Onu kendimden ayırıp ayağa kalkarken elini tutup çekiştirmiştim. İç geçirerek yerinden kalktığında beklemeden arkamdan sürüklemeye başlamıştım.

"Nereye" diye sormuştu minik elimi iyice kavrayıp elinin içinde kaybolmasını sağlarken.

"Kahine gidiyoruz" birden durduğunda ben de durmak zorunda kalmıştım. Tekrar çekiştirmeye çalıştığımda bir milim bile yerinden oynamamıştı.

"Hadi ama Jungkook, benim olup olmadığımdan emin olmalıyız" kolunu tüm organlarımdan güç toplayarak çekiştirmeye devam etmiştim.

Aniden beni kendine çekip duvara çarpmış etkisi yaratan göğsüne yapıştırdığında düşmemem için ince belimi, kaslı koluyla sarmalamıştı.
"Sen değilsin bebeğim" demişti dudaklarıma doğru fısıldayarak. "Emin olamazsın" aynı şekilde fısıldadığında iç çekmiş ve dudaklarıma minik bir öpücük kondurmuştu.

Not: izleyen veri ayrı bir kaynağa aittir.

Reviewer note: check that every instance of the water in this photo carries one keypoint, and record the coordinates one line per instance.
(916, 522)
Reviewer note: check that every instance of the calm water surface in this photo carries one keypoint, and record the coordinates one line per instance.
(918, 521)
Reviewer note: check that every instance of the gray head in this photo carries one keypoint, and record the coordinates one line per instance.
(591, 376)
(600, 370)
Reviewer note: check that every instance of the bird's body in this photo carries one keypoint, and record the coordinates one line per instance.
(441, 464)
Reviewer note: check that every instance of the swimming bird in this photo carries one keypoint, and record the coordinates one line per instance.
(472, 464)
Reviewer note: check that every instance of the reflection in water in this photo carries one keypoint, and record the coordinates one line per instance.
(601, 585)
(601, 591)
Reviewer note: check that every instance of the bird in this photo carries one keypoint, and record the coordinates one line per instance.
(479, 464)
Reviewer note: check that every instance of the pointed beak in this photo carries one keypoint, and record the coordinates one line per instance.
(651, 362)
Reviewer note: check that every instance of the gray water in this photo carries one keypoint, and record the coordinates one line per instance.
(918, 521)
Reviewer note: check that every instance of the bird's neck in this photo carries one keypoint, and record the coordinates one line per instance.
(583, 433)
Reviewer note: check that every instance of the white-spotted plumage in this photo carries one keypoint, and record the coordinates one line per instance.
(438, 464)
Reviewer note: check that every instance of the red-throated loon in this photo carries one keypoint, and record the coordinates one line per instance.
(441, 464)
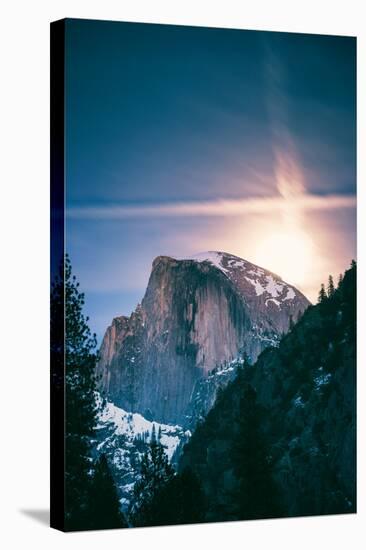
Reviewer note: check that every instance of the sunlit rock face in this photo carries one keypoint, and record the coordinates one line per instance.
(197, 314)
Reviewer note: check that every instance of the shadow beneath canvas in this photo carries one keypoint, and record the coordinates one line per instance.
(40, 515)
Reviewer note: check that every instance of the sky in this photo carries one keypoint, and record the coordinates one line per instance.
(185, 139)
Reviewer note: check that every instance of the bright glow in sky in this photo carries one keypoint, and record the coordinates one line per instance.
(183, 139)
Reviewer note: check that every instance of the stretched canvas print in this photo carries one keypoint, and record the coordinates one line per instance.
(203, 299)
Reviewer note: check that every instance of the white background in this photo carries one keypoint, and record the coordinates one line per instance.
(24, 261)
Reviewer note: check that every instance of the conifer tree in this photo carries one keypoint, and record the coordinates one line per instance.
(81, 408)
(257, 495)
(80, 402)
(330, 289)
(322, 294)
(105, 507)
(155, 473)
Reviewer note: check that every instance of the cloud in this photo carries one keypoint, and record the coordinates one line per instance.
(217, 207)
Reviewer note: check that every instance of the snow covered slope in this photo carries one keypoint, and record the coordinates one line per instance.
(124, 437)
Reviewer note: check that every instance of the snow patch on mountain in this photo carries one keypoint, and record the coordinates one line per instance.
(235, 268)
(124, 437)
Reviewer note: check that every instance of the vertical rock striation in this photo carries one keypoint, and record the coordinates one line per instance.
(197, 314)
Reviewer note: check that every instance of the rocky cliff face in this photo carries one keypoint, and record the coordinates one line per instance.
(197, 314)
(306, 397)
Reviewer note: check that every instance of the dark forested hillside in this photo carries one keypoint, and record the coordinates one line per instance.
(281, 438)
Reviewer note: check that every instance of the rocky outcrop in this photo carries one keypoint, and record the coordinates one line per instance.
(197, 314)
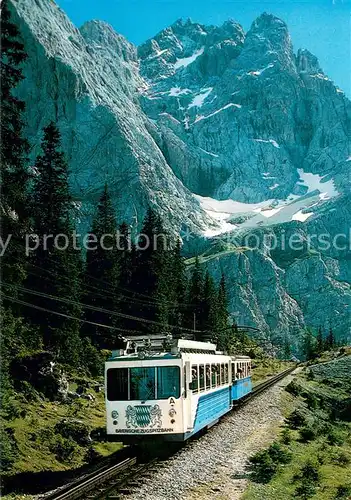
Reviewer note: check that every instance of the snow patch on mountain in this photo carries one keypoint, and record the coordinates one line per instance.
(230, 105)
(269, 141)
(177, 91)
(315, 182)
(200, 98)
(302, 217)
(185, 61)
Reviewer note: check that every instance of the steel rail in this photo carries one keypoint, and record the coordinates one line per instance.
(91, 482)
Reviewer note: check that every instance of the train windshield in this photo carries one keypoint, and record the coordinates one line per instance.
(144, 383)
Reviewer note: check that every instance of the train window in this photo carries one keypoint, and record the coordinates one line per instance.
(222, 373)
(202, 377)
(168, 382)
(226, 373)
(117, 384)
(233, 372)
(194, 386)
(142, 383)
(208, 376)
(214, 375)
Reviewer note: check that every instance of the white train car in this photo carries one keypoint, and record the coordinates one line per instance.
(170, 394)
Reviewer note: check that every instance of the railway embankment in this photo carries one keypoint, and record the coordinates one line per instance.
(311, 455)
(215, 466)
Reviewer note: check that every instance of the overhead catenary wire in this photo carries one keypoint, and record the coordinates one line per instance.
(44, 309)
(105, 311)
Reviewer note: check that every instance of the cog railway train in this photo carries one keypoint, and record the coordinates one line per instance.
(170, 392)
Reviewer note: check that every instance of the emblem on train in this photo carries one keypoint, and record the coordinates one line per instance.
(143, 416)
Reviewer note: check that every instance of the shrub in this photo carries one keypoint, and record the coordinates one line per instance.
(286, 436)
(262, 466)
(293, 388)
(335, 438)
(64, 449)
(343, 491)
(8, 448)
(305, 490)
(309, 472)
(74, 430)
(308, 433)
(279, 454)
(92, 456)
(341, 458)
(296, 419)
(311, 400)
(266, 463)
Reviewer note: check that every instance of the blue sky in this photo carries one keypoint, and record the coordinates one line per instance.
(321, 26)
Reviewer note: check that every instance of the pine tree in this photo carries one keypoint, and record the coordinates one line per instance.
(150, 277)
(14, 183)
(195, 298)
(320, 341)
(102, 272)
(309, 345)
(55, 268)
(178, 287)
(209, 317)
(223, 334)
(330, 340)
(13, 155)
(287, 349)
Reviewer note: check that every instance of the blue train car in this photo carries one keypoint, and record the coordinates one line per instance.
(170, 393)
(241, 377)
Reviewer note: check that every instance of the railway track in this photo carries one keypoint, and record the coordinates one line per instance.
(98, 484)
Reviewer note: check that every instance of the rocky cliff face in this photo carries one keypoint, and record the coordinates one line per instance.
(88, 81)
(220, 130)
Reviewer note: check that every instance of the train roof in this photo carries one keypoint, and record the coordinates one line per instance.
(164, 347)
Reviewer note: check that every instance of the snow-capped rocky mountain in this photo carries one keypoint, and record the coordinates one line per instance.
(220, 130)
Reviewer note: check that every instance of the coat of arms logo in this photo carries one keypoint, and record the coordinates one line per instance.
(143, 415)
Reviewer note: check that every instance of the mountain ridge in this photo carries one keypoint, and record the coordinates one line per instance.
(199, 115)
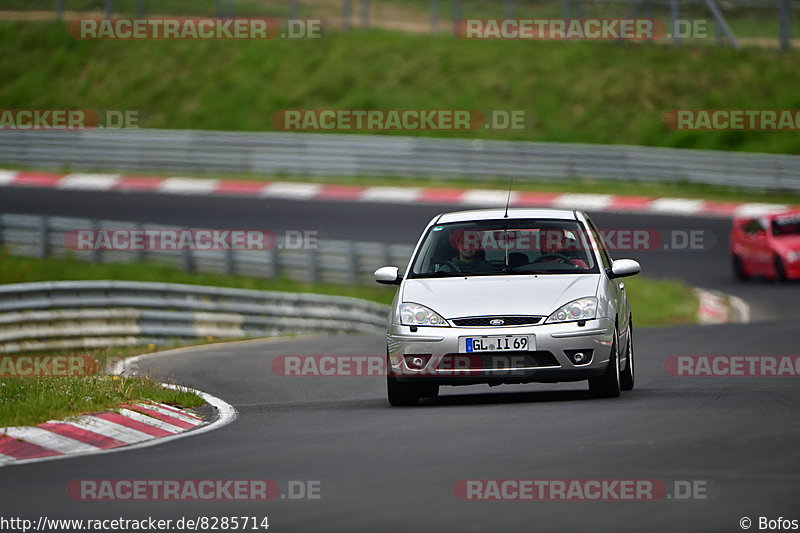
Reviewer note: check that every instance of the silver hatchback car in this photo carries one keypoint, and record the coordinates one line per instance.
(509, 296)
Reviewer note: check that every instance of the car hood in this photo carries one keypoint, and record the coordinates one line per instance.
(787, 243)
(499, 295)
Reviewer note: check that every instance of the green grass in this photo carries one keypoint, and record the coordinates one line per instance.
(30, 401)
(661, 302)
(572, 91)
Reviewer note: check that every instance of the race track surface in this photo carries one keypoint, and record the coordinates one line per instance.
(394, 469)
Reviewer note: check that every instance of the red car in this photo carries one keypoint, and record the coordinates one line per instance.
(767, 246)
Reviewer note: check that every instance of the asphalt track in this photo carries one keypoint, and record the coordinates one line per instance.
(707, 266)
(393, 469)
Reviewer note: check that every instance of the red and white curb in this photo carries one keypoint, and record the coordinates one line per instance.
(718, 308)
(131, 426)
(382, 194)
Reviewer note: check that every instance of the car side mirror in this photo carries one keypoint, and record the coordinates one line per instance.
(624, 267)
(388, 276)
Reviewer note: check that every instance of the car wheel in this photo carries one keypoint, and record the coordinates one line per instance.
(738, 269)
(626, 376)
(780, 270)
(607, 385)
(408, 394)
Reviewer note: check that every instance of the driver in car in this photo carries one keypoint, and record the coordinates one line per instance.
(557, 247)
(468, 259)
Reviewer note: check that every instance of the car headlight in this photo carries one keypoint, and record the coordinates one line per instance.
(581, 309)
(419, 315)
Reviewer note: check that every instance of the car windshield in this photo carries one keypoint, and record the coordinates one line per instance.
(508, 246)
(784, 226)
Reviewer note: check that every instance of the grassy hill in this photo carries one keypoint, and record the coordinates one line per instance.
(572, 91)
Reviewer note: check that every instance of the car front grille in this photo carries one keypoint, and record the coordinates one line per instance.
(485, 321)
(497, 361)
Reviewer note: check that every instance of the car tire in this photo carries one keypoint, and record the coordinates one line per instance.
(408, 394)
(780, 270)
(738, 269)
(608, 385)
(626, 376)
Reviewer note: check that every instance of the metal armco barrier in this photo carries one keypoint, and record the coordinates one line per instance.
(68, 315)
(332, 261)
(191, 151)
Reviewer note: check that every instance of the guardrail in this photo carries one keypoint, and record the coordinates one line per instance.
(386, 155)
(68, 315)
(332, 261)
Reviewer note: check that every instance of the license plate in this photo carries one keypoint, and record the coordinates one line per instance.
(505, 343)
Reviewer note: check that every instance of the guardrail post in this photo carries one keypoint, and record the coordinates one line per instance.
(784, 25)
(386, 254)
(94, 254)
(347, 10)
(44, 237)
(188, 258)
(509, 9)
(313, 265)
(352, 251)
(138, 254)
(365, 13)
(674, 17)
(228, 262)
(273, 262)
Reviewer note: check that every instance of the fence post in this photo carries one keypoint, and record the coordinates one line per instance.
(365, 13)
(347, 11)
(784, 25)
(434, 16)
(44, 237)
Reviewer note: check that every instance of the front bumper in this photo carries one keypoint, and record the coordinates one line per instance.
(446, 362)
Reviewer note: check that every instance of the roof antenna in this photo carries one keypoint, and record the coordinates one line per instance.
(508, 201)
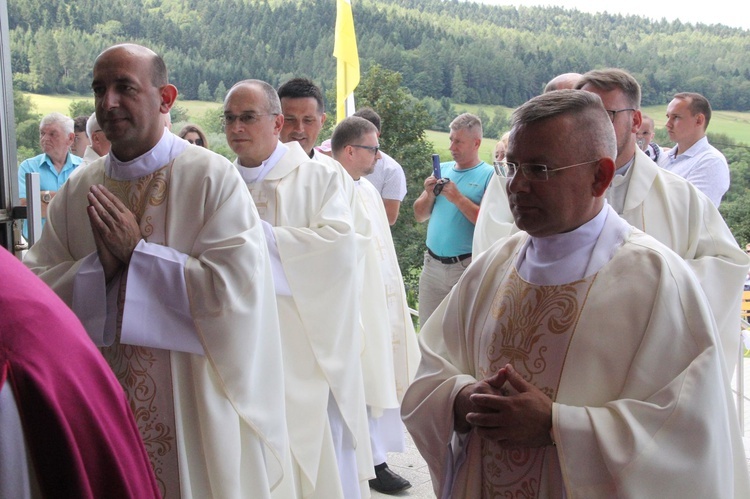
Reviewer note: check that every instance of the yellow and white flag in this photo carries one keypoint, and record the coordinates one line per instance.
(347, 67)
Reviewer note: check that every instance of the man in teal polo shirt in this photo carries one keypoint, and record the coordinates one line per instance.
(54, 165)
(451, 204)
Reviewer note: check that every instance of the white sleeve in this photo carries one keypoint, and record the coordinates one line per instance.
(15, 480)
(280, 282)
(157, 309)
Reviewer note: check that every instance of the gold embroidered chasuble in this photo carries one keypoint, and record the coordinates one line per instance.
(630, 357)
(531, 329)
(145, 373)
(674, 212)
(226, 429)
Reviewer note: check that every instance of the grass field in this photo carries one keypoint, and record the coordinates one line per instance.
(735, 125)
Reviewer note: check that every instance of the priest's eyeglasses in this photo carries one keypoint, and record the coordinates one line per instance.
(374, 149)
(535, 172)
(613, 113)
(245, 118)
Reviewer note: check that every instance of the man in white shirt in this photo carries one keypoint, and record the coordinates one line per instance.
(170, 274)
(572, 359)
(693, 158)
(309, 231)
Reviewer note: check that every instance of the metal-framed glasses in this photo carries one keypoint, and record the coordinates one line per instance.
(537, 172)
(373, 149)
(245, 118)
(613, 113)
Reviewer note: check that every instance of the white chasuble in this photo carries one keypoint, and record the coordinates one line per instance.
(531, 329)
(630, 357)
(145, 373)
(403, 338)
(310, 211)
(228, 423)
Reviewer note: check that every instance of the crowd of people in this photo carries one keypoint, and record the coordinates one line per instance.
(578, 305)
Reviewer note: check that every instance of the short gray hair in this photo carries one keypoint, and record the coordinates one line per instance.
(594, 128)
(65, 122)
(92, 125)
(273, 102)
(468, 122)
(613, 79)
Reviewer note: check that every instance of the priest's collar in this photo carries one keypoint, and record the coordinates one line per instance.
(168, 148)
(564, 258)
(624, 168)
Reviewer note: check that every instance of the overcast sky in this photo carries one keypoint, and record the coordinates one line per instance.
(735, 13)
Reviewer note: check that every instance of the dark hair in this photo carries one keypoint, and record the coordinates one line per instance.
(697, 104)
(350, 130)
(79, 124)
(195, 129)
(593, 126)
(298, 88)
(370, 115)
(273, 103)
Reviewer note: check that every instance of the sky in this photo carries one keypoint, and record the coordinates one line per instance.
(735, 13)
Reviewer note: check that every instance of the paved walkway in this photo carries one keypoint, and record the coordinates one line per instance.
(411, 466)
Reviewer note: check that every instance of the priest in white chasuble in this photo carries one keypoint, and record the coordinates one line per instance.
(658, 202)
(160, 252)
(311, 238)
(577, 358)
(391, 354)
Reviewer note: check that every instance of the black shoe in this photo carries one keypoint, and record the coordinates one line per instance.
(388, 482)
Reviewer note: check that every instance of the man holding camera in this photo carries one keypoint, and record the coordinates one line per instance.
(451, 204)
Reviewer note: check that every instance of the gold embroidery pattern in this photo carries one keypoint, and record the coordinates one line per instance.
(533, 326)
(145, 373)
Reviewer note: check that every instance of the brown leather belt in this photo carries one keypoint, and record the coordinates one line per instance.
(448, 259)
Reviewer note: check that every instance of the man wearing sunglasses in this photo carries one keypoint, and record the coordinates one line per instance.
(577, 358)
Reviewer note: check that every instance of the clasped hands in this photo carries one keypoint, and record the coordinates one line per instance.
(442, 186)
(115, 228)
(514, 420)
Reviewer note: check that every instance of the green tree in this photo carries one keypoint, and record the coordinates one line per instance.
(44, 65)
(203, 92)
(220, 92)
(80, 108)
(459, 91)
(404, 120)
(27, 126)
(178, 114)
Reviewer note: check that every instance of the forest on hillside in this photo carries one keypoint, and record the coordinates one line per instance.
(443, 49)
(417, 57)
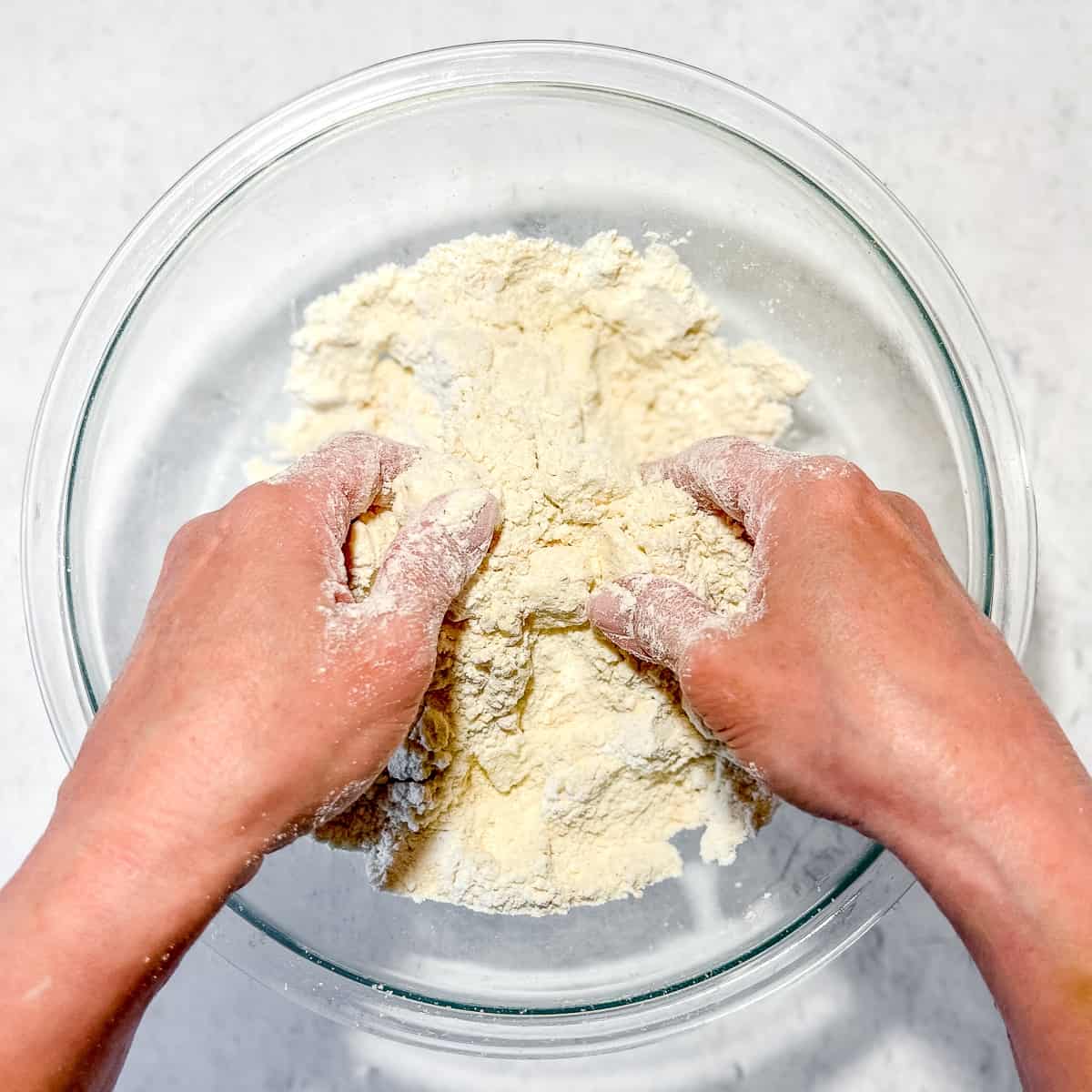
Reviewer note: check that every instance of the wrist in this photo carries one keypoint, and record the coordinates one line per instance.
(1005, 847)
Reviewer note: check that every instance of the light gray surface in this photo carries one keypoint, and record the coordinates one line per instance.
(976, 114)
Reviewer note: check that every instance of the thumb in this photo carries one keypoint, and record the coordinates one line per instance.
(652, 617)
(434, 556)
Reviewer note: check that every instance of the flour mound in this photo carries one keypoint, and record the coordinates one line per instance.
(547, 770)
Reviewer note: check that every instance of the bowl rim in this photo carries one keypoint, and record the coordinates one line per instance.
(877, 882)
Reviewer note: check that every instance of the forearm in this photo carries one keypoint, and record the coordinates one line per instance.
(90, 927)
(1010, 865)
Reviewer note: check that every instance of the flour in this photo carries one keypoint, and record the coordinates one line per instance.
(546, 770)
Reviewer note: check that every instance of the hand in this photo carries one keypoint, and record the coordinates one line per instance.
(858, 669)
(259, 694)
(863, 685)
(258, 699)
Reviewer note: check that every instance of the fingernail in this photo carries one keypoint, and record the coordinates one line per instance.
(612, 609)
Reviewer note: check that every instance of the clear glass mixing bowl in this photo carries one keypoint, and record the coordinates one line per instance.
(176, 361)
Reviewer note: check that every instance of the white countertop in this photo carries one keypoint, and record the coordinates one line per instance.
(976, 114)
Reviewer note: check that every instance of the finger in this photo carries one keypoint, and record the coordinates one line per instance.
(736, 476)
(909, 511)
(434, 556)
(915, 518)
(343, 478)
(651, 617)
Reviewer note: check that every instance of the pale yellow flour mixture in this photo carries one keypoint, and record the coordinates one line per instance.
(547, 770)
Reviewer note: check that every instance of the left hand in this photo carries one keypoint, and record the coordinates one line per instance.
(259, 694)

"Senin olmadığına eminim. Bu yüzden gitmemize gerek yok" buruk bir gülümseme dudaklarıma yerleşirken yanağını öpmüştüm. "Gitmek istiyorum Jungkook. Benim olmadığımı öğrenip rahatlamak istiyorum"

Sesli bir nefes vermiş ve bir süre gözlerime bakıp onaylamıştı.

Gülümsemeye çalışıp tekrar iri bedenini arkamdan sürüklemeye başladığımda dua ettiğini duymuştum. Benim o kişi olmamam için dua ediyordu.

Uzun bir yürüyüşün ardından kahin'in mağarasına varmıştık. Daha önce bir kahine gelmemiştim. Neye benzediğini de bilmiyordum. Ama milyonlarca yıl yaşadığını düşünürsek cidden yaşlı biri olmalıydı.

Jungkook elimi sıkıca kavrayıp yüzüme korkuyla bakmıştı. İkimiz de içeriye girecek cesareti kendimizde bulamıyorduk.

"of tırnağım kırıldı!" mağaranın içinden tiz bir kız sesi gelince ikimiz de şaşkınca içeriye bakmıştık. "ne duruyorsunuz dışarıda? gelin içeri!" tiz ses tekrar duyulduğunda yavaş adımlarla içeriye girmiştik. Mağaranın içi parıldayan taşlar ve rengarenk çiçeklerle süslenmişti. Nedenini az çok anlayabiliyordum çünkü beklediğim kahin on dört yaşlarında gösteren küçük bir kız çocuğuydu.

"Biz kahine bakmıştık baban falan mı oluyor?" Jungkook kıza sorduğunda duvarlardaki parıldayan taşları incelemiştim. Kız birden kahkaha atmaya başladığında yüzümü ekşitmeden edememiştim. Kız aniden gülmeyi kesip "çok komik" demişti.

Oturduğu taştan tahtın üzerine daha çok yayılıp gözlerini tırnaklarında gezdirmişti. ben böyle bir kahin beklemiyordum. Bu ne ya?

"Ne için geldiğinizi biliyorum" bilmiş bilmiş konuştuğunda bu kendini beğenmişliğine daha çok dayanamayacağımı düşünüyordum.